We tend to enter conflict assuming we already know the other person’s perspective. But true conflict resilience comes from curiosity. Instead of debating or defending, try exploring: Ask open-ended questions, listen deeply, and seek to understand before being understood. When people feel heard, difficult conversations become more productive.

It’s easy to say be curious, but it’s hard to do when we feel like we really do know what the other side thinks. Psychological biases tend to make us certain about how those we disagree with think, even when the truth is that we are often missing a lot of important information that can unlock the door to how they think, what matters to them, how to persuade them, and how better to connect with them. In our book, we share real-life examples of how cultivating curiosity led to breakthroughs in relationships, negotiations, and deal-making.

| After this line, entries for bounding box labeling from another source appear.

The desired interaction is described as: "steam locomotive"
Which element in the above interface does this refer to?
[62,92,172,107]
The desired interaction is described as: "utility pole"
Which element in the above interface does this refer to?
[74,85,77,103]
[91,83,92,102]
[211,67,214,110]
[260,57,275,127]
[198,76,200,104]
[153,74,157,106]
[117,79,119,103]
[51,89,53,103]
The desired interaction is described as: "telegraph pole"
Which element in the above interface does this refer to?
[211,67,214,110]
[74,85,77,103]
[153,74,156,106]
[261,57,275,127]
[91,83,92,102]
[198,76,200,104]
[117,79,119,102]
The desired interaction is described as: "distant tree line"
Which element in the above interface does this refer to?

As we explore the deeper perspectives of those with whom we disagree, the possibilities for connection grow, even if we still don’t see eye-to-eye.

4. Discomfort is not damaging.

One of the biggest myths about conflict is that it’s inherently bad or destructive. In our professional work, we are constantly frustrated when people talk about “eliminating” or “reducing” conflict. Healthy conflict is a sign that folks feel free enough to be themselves and that there is enough diversity in the room to make life interesting and vibrant.

Disagreement itself doesn’t have to lead to division. Tension can lead to growth—both personally and in relationships. We talk about how to stay in conflict to achieve the Bigger Better Offer.

We also offer evidence-based tools to help you decide when to commit to stay engaged and when to draw the line between discomfort for growth and submitting yourself to ongoing harm or trauma. It’s a hard line to draw, but an important one.

5. Resilience is a skill you can build.

Conflict resilience isn’t something we’re naturally good at. Each of us may be more or less conflict-resilient because of our upbringing, personality, and disposition. But whether you think you are super conflict-resilient or completely avoidant, you can get better with practice.

Through small, daily actions—like pausing before reacting, naming your emotions, and shifting from defensiveness to curiosity—you can transform conflict from a source of stress into an opportunity for connection and change. The more you practice, the more you’ll see improved relationships, connections, and outcomes. And the more you practice, the easier it becomes.